This story was updated at 10:48 a.m. EDT

U.S. Attorney General Loretta Lynch confirmed the Justice Department would release limited transcripts of the calls Omar Mateen made to police as he slaughtered 49 people at an Orlando, Florida, nightclub last week.

In an interview on CNN’s “State of the Union” Sunday morning, Lynch declined to say whether Mateen’s wife, Noor Salman, would be charged as an accomplice in the massacre that also left 53 people wounded, saying the investigation is still in its early stages.

Investigators are attempting to determine what motivated Mateen, 29, who criticized U.S. policies and pledged his allegiance to the Islamic State group during the mass shooting.

Mateen entered the Pulse nightclub in Orlando and opened fire early June 12, taking breaks amid the carnage to call police, communicate with his wife and post on Facebook. He was shot to death by police who stormed the building to free his hostages.

Lynch said the “substance” of the conversations would be released Monday.
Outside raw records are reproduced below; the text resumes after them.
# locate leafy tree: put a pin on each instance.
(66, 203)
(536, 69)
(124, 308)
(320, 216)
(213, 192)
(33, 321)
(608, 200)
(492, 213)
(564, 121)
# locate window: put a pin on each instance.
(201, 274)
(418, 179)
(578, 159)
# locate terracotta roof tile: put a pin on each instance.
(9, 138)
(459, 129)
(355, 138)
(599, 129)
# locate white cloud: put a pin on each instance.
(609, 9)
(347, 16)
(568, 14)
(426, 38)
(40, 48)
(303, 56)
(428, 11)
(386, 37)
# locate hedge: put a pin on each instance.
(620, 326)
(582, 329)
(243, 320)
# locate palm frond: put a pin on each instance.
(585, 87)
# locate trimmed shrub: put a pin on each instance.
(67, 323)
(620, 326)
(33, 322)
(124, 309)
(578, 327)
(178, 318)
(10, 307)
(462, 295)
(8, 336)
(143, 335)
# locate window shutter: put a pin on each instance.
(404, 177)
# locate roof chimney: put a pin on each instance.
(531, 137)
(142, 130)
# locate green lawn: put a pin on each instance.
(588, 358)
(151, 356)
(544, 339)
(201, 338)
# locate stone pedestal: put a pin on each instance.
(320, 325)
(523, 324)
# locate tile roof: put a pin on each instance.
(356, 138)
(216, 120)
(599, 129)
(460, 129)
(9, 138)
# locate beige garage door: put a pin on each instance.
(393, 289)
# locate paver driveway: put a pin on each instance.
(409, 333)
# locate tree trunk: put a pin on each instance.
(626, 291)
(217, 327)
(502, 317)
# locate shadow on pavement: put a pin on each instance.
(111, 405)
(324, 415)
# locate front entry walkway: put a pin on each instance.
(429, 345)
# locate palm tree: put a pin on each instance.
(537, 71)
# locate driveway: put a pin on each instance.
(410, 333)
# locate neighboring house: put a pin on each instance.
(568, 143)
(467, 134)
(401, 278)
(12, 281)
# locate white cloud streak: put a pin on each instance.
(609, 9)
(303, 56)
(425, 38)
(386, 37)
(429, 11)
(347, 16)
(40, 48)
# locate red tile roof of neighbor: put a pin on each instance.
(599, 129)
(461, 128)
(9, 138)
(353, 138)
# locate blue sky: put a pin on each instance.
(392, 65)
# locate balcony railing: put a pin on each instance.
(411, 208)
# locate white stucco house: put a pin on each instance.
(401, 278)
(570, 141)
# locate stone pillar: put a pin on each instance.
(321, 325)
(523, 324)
She said Mateen did not get into his feelings about gays and lesbians.

“This was an act of terror and an act of hate targeted against a community, the [lesbian, gay, bisexual and transgender] community, the Latino community. The LGBT community far too often is the victim of these types of crimes,” Lynch said.

The attorney general said investigators are going over earlier FBI investigations into Mateen and praised the gun shop owner whose employees refused to sell Mateen any ammunition or body armor because they found him suspicious.

Lynch said it was too early to say whether Mateen’s wife would be charged with any crime. “We’re not going to comment on anyone else’s role at this time,” she said.

Orlando A man cries after participating in a candlelight memorial service the day after the slaughter at the Pulse gay nightclub in Orlando, Florida, June 13, 2016. Photo: Reuters/Carlo Allegri

Lynch said on NBC’s “Meet the Press” there is no indication as yet that Mateen was being directed from overseas.

“He was consuming radical jihadist information online,” Lynch said, adding investigators are trying to determine “what was the point that actually led him to pick up that gun.”

U.S. Sen. Jeff Sessions, R-Ala., a strong supporter of Donald Trump, echoed the likely Republican presidential nominee’s call for a pause in immigration from countries with histories of terrorism, although he stopped short of insisting on a complete ban, saying businessmen and diplomats would continue to have access to the U.S.

“You don’t have a constitutional right to come to America,” Sessions said. “We respect your religion in this country ... but a person with an ideology that goes beyond normal religion and believes you can kill gays and kill people who change their views about the religion they have — that’s a dangerous thing and we do not have to admit people like that.”

When pressed, Sessions said countries such as Afghanistan, Egypt, Iraq, Pakistan and Syria should be targeted because they are among “quite a number of countries that sent people who become terrorists.”

Sessions said the beliefs of Mateen’s parents should have been examined before they were allowed to settle in the U.S., saying Mateen’s father “was close to the Taliban.”

“We can’t admit everybody in the world. We don’t have a duty to admit people who might place Americans at risk,” Sessions said.